Overall, I wasn’t convinced that integrated engineering education efforts are worth the costs. Are the results that we have merely a Hawthorne effect? It’s hard to sustain integrated anything in American universities (as Cuban told us in “How Scholars Trumped Teachers”).

I can believe that integrated programs are hard to set up and maintain—any interdisciplinary program that relies on courses offered by other departments is hard to maintain. Even if each individual department has a high degrees of curricular stability, the combination of many fields and many departments can be unstable.

The bioinformatics and bioengineering programs at UCSC rely on courses from about 8 different departments.  Essentially every year one or more of the departments makes a “minor” change to their curriculum that affects our students—nearly always adversely.  The biggest problems come from the Chemistry department, as they keep adding more and more courses in the prerequisite chain to biochemistry—to the point now where there is more chemistry in the bioengineering degree than any two other subjects (and chemistry is not the core science of bioengineering).  The only solution we’ve been able to think of is for the School of Engineering to offer their own abbreviated chemistry sequence (one quarter general chem, one quarter O. chem, one quarter biochem), but we have neither the instructional wet lab space nor the teaching resources to do this currently.  Getting resources from the dean seems unlikely—the dean just gave away the only instructional wet lab space to a researcher (despite the courses already scheduled in the space for next year), and we don’t have the faculty to meet even our current teaching load if any one takes sabbatical leave.

Some of the ideas of integrated engineering education are good: getting students to see the point of learning math and physics before they take the courses, rather than 3 years later, certainly improves their focus and desire to learn the material.  It is not clear that “integrated engineering” is the only, or best, way to do this.  Early design and lab courses may be as effective, without needing such tight coordination among many departments.  (I think that this is the approach that Olin College of Engineering uses, though they are a small enough school that one could argue that they are essentially doing integrated engineering no matter how they structure the curriculum, as long as the faculty talk to each other.)  Of course, lab and design courses are the most expensive ones to teach, as you need competent mentors, and both time and space in the labs and workshops.

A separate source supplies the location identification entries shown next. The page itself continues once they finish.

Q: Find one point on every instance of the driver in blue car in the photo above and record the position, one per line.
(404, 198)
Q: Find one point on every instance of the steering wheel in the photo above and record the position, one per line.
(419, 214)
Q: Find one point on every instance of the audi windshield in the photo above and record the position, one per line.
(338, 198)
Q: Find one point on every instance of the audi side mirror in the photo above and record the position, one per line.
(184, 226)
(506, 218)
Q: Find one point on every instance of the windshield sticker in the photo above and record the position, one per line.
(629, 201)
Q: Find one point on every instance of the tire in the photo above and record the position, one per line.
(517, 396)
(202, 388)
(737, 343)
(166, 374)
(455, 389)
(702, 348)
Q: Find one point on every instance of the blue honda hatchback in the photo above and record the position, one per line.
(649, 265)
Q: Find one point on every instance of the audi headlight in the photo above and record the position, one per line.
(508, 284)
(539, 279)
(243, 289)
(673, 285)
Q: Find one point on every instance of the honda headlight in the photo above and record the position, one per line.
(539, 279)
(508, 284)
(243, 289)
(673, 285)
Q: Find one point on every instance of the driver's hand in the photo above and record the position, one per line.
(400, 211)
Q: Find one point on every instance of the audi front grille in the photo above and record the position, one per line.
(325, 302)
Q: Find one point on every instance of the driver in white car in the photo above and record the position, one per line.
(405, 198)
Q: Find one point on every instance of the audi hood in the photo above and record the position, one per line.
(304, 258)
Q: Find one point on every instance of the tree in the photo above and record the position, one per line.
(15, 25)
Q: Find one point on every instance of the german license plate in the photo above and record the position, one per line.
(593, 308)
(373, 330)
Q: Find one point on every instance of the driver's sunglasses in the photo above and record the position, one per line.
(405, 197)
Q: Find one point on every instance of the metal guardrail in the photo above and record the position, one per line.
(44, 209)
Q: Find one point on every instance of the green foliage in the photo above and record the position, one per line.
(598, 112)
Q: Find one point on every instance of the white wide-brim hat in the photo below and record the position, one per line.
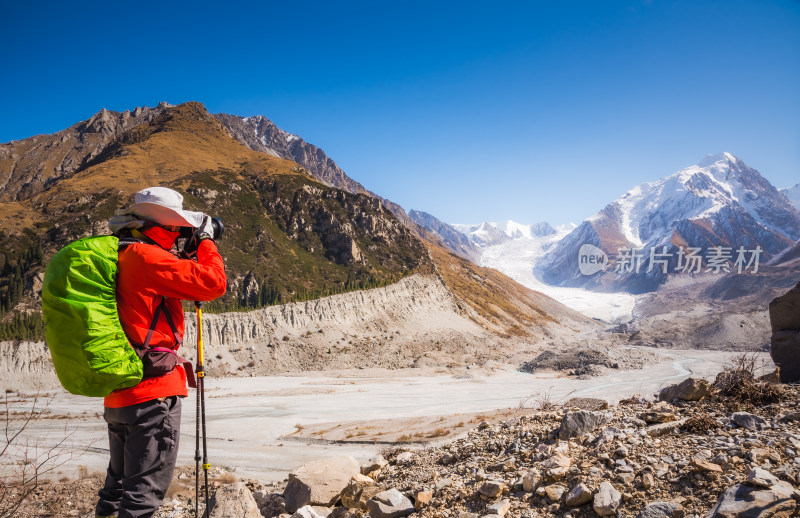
(163, 206)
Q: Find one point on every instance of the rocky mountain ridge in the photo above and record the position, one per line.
(27, 166)
(288, 238)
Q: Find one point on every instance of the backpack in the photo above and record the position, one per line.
(89, 349)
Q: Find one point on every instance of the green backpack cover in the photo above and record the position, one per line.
(90, 351)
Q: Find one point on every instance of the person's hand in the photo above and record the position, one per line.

Engineering education is properly a hands-on activity, not suitable for large lectures and MOOCs, though those are much cheaper to scale up to large numbers.  I think that a lot of the interest in, and difficulty in maintaining, integrated engineering education is the hands-on nature of most integrated engineering courses.  Physics, math, and chemistry departments are not interested in providing intense hands-on courses for engineering students (though they might produce such courses for their own majors)—at least, not if they can get away with minimally staffing a mega-lecture course.